In Vance v. Ball State Univ., 11-556, 2013 WL 3155228 (U.S. June 24, 2013), a divided Court held that only those people who have been empowered by the employer to make a “significant change in employment status, such as hiring, firing, failing to promote, reassignment with significantly different responsibilities, or a decision causing a significant change in benefits” are supervisors. The Court rejected various other definitions urged upon them, including that a supervisor includes anyone with authority to direct the activity of the alleged victim and that a supervisor includes those with authority to exercise “significant discretion” over the alleged victim’s daily work.
WHY THIS MATTERS
This decision is important because employers have much greater liability when a supervisor engages in harassment directed at an employee than when the harassing behavior is carried out by a non-supervisor or coworker. When the harasser is a coworker, the employer is only liable for the harassing conduct if the employee proves that the employer was negligent in allowing the conduct to occur – in other words, if the employer failed to take reasonable steps to prevent harassment, knew about the particular conduct at issue, and failed to take prompt and appropriate remedial steps to stop the conduct. When the harassment is carried out by a supervisor, however, the employer is strictly liable if the harassment resulted in a tangible employment action, such as a demotion or termination, against the complaining employee. In these cases, if the harassing conduct occurred, the employer does not have any defense. Furthermore, even when a supervisor’s harassment did not result in a tangible employment action against the employee and correct, the employer is liable unless the employer proves that it took appropriate steps to prevent harassment and the employee unreasonably failed to take advantage of the opportunities the employer provided. For example, the employer had a well-publicized and consistently enforced policy against harassment, including procedures to complain of inappropriate conduct, and that the alleged victim failed to follow that policy, in order to allow the employer to remedy the conduct.

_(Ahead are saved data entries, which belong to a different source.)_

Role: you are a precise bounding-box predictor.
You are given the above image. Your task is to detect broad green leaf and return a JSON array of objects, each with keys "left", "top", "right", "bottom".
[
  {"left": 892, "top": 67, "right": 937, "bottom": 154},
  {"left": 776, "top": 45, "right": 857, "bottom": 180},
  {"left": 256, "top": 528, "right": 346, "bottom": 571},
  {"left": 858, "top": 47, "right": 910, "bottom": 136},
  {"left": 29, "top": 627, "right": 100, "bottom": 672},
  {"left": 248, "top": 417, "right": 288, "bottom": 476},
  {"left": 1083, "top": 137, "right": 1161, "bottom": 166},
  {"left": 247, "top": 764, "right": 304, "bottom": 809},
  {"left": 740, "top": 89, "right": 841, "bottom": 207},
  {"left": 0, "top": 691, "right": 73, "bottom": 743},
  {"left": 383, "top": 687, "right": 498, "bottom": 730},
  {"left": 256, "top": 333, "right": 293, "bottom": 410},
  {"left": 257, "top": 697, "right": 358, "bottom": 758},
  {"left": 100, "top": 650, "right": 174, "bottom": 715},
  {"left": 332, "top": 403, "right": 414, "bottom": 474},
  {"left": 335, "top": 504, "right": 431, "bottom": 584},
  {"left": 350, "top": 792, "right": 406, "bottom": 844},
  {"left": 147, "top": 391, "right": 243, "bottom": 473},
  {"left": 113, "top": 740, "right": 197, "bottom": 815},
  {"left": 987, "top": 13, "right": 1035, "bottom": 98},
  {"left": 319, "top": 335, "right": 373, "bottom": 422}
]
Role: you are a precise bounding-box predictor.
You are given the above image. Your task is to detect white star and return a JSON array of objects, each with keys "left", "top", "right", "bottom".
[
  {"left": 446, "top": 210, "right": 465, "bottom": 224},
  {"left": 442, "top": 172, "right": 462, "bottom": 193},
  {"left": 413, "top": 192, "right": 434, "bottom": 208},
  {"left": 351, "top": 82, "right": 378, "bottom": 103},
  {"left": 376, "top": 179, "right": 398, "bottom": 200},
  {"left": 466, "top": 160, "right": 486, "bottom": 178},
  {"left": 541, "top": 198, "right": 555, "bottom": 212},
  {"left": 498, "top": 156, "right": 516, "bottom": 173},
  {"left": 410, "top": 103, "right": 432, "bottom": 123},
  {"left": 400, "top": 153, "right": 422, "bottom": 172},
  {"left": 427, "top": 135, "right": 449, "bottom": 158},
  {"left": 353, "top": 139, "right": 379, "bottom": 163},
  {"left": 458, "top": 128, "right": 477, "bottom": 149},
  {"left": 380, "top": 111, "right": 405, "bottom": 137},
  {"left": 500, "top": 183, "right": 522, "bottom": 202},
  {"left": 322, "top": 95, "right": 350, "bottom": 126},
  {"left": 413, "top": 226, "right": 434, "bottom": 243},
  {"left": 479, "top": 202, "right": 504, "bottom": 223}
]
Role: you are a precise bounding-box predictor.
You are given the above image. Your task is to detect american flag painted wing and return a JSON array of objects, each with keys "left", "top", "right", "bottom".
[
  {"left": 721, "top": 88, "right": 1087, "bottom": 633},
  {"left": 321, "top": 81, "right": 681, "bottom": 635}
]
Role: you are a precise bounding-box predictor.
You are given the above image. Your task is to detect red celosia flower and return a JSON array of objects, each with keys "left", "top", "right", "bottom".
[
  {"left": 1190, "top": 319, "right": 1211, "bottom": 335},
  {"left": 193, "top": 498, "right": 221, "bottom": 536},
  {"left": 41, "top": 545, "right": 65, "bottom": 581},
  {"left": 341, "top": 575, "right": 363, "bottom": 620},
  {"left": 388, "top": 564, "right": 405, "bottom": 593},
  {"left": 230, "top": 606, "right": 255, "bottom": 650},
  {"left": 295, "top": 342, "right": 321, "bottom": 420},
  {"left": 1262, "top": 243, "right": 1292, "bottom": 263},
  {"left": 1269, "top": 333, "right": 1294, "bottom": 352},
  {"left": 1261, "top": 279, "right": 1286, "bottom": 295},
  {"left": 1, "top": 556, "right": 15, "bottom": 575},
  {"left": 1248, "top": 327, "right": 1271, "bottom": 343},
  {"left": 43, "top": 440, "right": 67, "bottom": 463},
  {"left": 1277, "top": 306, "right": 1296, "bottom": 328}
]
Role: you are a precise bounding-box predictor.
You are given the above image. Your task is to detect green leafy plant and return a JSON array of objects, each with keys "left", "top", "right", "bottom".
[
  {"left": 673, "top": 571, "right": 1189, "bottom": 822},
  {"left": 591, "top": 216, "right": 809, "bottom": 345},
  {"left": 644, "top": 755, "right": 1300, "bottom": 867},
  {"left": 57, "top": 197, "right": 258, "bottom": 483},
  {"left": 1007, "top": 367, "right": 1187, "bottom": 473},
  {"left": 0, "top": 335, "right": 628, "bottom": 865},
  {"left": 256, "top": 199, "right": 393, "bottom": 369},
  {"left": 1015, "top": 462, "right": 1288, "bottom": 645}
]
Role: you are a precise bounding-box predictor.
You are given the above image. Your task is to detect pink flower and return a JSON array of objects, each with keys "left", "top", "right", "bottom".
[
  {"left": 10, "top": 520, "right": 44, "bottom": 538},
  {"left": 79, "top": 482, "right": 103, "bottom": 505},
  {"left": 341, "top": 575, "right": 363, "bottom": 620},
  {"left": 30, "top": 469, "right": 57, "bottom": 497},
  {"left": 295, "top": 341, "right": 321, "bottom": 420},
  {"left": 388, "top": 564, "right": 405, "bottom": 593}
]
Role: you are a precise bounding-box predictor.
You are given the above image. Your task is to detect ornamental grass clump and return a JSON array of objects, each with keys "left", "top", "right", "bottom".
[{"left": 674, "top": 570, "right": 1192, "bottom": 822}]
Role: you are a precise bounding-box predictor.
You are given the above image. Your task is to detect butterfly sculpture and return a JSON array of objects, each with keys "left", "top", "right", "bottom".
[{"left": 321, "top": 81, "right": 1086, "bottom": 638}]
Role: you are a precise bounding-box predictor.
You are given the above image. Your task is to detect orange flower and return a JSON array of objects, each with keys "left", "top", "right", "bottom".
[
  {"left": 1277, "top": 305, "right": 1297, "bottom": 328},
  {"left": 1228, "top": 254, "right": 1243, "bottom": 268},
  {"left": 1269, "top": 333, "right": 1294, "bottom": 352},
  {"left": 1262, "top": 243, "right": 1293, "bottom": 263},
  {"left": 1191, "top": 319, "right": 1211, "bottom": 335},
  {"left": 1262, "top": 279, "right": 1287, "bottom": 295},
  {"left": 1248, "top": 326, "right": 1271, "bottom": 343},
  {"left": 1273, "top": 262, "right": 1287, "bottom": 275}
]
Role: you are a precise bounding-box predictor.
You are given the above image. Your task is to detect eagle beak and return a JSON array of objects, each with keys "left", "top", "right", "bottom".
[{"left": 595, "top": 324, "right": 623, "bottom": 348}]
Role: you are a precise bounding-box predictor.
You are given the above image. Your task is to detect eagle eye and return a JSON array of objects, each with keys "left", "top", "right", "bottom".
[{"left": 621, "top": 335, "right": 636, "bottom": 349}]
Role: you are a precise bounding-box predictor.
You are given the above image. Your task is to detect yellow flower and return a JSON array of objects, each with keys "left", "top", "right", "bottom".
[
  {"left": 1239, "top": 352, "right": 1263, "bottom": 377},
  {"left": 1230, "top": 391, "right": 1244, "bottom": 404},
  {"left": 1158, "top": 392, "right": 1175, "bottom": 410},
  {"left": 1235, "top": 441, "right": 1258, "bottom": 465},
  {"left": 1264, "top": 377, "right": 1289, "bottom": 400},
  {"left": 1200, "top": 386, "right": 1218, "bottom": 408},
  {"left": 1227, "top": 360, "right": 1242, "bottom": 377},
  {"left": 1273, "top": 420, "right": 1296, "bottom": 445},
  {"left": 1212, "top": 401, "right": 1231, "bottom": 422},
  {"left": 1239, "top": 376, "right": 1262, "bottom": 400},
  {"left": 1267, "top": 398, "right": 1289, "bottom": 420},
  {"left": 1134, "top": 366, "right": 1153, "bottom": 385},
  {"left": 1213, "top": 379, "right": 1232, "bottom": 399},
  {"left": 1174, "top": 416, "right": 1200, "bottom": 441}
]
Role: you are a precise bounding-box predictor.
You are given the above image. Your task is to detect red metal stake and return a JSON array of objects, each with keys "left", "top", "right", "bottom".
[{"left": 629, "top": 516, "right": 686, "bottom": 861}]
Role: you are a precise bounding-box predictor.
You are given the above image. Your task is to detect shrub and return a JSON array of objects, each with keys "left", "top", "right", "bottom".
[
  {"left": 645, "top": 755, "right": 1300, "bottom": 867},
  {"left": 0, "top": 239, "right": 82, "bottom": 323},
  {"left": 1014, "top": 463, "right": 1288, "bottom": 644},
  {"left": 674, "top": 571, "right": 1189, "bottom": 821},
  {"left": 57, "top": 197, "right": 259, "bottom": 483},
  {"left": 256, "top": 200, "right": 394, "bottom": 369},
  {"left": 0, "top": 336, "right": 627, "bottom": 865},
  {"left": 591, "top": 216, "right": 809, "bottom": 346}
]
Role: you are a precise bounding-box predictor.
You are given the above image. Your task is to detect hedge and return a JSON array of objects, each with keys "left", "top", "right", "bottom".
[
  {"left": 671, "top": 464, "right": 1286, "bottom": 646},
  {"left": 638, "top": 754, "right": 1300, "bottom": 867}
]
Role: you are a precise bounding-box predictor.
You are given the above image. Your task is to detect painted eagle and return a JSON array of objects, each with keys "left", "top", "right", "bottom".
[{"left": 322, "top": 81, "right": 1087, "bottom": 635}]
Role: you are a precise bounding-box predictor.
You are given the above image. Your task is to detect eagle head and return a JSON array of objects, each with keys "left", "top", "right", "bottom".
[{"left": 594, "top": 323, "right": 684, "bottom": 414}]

In the Court’s view, this narrower definition of who is a supervisor and therefore which standard of liability applies will be easier to apply than the broader and more flexible standard adopted by the EEOC and some courts. The Court emphasized that this narrow definition of supervisor does not mean that employers will escape liability for harassment carried out by those with some minimal levels of responsibility, but who do not actually have the power to take tangible employment actions. Rather, in these cases the employer will be liable if the employee proves that the employer was negligent in allowing the conduct to occur.
While Vance is an important case and a victory for employers, it really applies to only a small number of harassment cases and even in those cases it merely changes the standards of proof; it does not eliminate employers’ obligation to attempt to be vigilant in their efforts to eliminate harassment from the work environment. The decision should be seen as another reminder of the importance that employers have an effective policy in place prohibiting harassment by all employees on any basis, that the policy includes a user friendly procedure for bringing complaints and concerns to the employer’s attention, and that the policy is consistently and fairly enforced. Only by doing so will employers avoid liability.